景観条例可決

大山鳴動して、ネズミ1匹。きのう京都市議会で市の新しい景観条例案が全会一致で可決されたのを見て、そう思った。
「百年、二百年先の京都を見据えて」作られたという条例を「ネズミ1匹」に例えて悪い気もするが、事前の大騒ぎからすると、拍子抜けの感が強い。京都の景観について議論が深まる好機と期待していただけに、肩透かしに終わったのは残念である。
報道で見る限り、市議会での論戦は全く低調だった。反対派に支持者の多い自民党など与党市議が一時、条例成立を急ぐ市の姿勢に批判的な態度を見せていたが、いつの間にかトーンダウンした。最終日は委員会が未明までずれ込んだというが、それも付帯決議の中身をめぐるやりとりで、全会一致へ向けた「調整」の色彩が強かったようだ。

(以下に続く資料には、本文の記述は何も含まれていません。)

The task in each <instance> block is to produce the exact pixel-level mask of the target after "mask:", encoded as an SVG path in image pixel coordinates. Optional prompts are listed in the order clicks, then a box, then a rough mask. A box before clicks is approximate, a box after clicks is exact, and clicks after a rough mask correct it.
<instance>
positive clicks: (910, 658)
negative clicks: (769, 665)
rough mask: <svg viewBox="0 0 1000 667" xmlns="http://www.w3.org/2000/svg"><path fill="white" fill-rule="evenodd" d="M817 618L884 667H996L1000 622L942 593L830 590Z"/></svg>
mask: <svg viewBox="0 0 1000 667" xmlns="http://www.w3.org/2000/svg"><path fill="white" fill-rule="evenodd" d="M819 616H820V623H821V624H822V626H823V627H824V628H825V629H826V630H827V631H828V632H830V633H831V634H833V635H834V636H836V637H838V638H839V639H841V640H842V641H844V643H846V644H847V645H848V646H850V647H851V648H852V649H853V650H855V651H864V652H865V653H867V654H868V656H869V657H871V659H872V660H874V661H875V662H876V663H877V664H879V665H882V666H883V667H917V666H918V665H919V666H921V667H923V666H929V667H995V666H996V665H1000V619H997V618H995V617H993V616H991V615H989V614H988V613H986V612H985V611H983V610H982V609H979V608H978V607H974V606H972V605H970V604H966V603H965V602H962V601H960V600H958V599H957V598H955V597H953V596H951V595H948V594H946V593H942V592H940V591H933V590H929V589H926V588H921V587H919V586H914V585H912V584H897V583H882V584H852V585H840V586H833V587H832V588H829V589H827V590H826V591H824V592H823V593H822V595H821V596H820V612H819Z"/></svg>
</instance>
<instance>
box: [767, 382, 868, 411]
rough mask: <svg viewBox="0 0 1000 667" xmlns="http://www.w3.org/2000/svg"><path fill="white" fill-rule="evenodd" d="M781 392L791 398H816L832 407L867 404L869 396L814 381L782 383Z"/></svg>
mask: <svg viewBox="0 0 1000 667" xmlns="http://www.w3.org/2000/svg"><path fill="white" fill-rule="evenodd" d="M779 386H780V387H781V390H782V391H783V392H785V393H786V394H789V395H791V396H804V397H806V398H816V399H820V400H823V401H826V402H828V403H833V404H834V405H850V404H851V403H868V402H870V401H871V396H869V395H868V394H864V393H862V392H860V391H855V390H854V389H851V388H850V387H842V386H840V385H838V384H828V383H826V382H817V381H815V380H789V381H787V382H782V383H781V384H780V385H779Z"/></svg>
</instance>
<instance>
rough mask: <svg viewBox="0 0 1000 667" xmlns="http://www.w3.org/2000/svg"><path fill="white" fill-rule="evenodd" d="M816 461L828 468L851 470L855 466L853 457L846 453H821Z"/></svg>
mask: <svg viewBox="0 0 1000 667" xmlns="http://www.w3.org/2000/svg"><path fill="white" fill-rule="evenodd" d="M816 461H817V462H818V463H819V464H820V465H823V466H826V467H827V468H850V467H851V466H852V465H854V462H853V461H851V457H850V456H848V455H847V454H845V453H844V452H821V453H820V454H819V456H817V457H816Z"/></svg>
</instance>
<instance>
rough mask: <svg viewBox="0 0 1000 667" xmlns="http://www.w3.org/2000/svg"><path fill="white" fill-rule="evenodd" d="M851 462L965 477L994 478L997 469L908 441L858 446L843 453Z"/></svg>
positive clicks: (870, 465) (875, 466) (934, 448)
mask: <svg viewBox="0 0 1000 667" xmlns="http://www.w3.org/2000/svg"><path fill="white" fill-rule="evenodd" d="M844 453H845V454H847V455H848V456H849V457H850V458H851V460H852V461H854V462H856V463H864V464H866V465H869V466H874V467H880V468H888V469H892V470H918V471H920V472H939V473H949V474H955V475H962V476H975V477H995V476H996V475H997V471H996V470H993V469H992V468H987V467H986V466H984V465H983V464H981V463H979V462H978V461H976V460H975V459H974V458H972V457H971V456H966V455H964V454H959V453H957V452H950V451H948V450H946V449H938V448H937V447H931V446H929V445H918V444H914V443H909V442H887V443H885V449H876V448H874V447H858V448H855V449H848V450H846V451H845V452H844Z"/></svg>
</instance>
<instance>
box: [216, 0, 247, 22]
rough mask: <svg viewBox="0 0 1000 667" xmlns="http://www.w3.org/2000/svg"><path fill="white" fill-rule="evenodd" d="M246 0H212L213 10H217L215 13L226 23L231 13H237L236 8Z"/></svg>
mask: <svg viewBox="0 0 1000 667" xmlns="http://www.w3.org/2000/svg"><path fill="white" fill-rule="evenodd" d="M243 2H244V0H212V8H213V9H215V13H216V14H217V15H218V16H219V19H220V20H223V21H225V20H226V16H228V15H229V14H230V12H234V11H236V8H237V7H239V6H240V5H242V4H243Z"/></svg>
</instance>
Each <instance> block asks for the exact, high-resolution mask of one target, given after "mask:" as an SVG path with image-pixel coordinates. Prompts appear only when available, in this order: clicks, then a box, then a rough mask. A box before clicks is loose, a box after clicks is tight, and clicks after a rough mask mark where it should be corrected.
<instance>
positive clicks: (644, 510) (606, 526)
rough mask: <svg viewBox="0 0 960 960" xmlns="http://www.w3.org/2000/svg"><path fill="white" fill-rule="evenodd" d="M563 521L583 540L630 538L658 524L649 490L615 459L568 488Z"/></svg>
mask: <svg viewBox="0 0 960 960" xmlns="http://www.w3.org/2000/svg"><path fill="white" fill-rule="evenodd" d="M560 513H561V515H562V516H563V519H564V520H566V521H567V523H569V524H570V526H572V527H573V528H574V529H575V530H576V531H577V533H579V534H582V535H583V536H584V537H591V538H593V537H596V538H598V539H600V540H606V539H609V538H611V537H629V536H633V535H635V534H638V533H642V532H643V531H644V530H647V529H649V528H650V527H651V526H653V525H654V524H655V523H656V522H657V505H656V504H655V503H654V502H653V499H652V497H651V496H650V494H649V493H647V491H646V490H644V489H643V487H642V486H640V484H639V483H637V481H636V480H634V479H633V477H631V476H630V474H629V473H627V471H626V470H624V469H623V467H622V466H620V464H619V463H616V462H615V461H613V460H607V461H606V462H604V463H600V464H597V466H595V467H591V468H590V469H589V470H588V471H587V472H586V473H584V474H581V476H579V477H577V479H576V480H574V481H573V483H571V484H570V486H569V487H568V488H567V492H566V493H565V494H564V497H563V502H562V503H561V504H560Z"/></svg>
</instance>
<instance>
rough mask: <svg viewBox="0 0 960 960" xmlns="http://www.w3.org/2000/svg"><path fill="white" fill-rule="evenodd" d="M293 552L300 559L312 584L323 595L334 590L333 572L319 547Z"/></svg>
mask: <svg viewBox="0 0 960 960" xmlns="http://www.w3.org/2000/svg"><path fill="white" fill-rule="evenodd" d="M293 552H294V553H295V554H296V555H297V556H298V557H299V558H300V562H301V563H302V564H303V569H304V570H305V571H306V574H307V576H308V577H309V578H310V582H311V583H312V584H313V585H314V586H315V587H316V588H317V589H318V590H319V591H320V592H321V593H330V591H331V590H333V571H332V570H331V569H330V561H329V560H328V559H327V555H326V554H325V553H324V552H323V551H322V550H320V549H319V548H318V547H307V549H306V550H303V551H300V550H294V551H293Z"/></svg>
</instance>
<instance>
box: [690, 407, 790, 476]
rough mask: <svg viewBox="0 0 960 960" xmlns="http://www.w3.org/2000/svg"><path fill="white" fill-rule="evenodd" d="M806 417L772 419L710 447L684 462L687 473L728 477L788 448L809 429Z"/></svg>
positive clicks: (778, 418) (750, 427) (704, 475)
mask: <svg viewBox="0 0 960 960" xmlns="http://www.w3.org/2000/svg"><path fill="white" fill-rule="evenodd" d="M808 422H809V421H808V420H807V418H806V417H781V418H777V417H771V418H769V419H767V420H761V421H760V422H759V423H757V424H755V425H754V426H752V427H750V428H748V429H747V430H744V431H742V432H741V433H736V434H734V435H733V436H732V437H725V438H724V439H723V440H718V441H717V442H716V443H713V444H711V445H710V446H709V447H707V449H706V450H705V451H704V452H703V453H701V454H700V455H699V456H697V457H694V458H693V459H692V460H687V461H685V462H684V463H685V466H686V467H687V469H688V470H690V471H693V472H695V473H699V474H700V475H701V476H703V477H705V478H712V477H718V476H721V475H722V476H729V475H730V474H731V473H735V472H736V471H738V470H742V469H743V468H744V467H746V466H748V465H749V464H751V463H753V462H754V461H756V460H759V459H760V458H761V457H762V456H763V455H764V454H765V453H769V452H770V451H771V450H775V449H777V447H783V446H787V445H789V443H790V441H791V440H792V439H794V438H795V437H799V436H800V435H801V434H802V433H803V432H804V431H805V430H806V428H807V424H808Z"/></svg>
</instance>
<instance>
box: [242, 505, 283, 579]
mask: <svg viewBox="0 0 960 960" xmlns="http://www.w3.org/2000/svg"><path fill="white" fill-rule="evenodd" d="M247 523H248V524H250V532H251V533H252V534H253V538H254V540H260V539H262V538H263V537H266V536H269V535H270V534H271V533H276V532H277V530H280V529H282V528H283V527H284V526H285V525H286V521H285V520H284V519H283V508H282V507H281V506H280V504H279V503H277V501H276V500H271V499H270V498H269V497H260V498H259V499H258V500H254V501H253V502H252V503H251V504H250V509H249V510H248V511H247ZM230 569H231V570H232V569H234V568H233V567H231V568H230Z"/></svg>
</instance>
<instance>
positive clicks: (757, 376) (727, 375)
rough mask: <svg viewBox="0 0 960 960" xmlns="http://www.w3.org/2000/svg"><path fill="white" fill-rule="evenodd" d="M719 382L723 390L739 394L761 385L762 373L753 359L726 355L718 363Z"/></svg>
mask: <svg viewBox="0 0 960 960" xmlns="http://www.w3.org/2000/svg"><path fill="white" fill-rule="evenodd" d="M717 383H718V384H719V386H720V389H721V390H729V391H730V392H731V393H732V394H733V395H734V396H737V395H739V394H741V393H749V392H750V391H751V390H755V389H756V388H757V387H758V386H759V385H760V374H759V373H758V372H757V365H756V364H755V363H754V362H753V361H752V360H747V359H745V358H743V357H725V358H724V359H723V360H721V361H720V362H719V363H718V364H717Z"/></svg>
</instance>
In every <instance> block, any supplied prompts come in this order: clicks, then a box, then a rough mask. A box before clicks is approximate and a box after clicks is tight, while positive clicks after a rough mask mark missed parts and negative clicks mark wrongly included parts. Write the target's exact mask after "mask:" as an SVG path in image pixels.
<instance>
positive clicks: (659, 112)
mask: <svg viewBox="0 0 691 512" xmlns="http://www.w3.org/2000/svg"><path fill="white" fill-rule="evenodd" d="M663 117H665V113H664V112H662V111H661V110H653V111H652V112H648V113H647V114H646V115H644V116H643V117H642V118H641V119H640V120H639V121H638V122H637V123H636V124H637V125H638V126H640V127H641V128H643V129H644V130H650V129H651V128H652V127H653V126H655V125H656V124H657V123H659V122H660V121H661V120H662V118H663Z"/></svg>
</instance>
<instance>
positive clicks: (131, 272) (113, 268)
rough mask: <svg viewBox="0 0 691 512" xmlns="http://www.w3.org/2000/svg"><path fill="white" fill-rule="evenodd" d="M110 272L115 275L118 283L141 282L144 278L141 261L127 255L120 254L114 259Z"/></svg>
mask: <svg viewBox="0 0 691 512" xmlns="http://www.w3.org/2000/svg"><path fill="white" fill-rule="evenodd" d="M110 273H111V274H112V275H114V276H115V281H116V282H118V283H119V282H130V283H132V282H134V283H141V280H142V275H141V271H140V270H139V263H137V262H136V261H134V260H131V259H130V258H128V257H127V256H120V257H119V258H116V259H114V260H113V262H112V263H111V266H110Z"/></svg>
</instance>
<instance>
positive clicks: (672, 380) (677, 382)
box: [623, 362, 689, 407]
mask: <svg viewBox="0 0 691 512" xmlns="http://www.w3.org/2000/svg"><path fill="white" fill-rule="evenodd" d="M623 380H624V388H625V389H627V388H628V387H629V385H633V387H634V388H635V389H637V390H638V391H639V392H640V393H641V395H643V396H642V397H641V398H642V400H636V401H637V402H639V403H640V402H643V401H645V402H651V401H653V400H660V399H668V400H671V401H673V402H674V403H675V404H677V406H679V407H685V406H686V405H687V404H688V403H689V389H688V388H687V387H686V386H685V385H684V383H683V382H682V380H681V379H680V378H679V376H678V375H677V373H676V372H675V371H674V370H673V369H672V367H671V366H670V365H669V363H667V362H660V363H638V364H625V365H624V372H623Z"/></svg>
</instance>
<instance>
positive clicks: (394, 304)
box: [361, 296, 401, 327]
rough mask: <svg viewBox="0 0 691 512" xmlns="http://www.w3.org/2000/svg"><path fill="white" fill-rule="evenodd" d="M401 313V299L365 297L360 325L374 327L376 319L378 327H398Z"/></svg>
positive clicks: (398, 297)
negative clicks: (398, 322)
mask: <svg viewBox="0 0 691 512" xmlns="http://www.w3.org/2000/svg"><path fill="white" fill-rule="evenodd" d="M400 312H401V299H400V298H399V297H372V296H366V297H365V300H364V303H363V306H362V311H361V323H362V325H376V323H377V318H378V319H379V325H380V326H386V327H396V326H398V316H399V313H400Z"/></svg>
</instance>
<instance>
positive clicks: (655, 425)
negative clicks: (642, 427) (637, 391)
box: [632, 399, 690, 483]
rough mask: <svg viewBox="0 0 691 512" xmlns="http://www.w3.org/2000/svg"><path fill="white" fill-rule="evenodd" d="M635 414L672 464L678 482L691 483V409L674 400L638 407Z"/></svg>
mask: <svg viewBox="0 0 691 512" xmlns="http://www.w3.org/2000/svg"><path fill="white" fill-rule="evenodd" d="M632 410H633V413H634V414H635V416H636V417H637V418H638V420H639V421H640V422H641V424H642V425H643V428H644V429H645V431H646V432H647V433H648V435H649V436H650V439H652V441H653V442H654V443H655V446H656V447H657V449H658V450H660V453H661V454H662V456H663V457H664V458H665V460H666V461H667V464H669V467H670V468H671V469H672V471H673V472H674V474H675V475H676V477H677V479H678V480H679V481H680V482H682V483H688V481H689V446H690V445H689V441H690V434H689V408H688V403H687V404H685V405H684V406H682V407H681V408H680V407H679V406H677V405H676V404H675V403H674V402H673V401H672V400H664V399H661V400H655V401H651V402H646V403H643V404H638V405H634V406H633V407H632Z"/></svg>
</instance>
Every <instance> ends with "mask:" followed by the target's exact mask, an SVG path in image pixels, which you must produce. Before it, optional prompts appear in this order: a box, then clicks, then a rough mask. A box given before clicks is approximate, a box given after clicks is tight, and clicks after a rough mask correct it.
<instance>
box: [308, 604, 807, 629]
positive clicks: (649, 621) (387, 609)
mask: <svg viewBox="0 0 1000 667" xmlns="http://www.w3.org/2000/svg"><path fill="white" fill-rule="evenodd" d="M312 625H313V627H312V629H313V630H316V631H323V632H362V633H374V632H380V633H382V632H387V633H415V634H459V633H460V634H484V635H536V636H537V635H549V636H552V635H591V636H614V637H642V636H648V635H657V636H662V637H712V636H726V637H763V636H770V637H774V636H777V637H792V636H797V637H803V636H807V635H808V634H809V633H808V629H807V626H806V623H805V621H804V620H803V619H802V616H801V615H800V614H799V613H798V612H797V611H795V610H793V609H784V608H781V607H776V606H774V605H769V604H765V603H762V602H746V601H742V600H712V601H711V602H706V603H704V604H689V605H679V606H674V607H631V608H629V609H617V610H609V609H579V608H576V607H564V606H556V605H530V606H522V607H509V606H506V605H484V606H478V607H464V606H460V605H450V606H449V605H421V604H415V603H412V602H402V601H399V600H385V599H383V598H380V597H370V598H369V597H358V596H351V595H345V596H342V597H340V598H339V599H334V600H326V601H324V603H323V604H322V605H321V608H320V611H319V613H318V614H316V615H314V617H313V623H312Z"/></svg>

4月に選挙を控える市議諸氏にとっては、厄介な問題をいつまでも抱え込んでおきたくなかったのかもしれない。市当局がそれを計算して今市議会に提案したのであれば、作戦勝ちとも言えるだろう。
建物の高さ、デザイン、屋外広告…全国でも例のないという厳しい景観条例が、9月から施行される。違反者には罰則まであるというから、無関心ではすまされない。
桝本頼兼市長は「個人の財産は公共の福祉に制約されるのが世界の常識。ある程度の痛みは我慢してもらいたい」と述べたという。意気込みは分かるが、いやしくも百年、二百年先をうたう大計だ。「決まったのだから文句言うな」ではなく、今後、市民の十分な理解を得る努力を尽くしてもらいたい。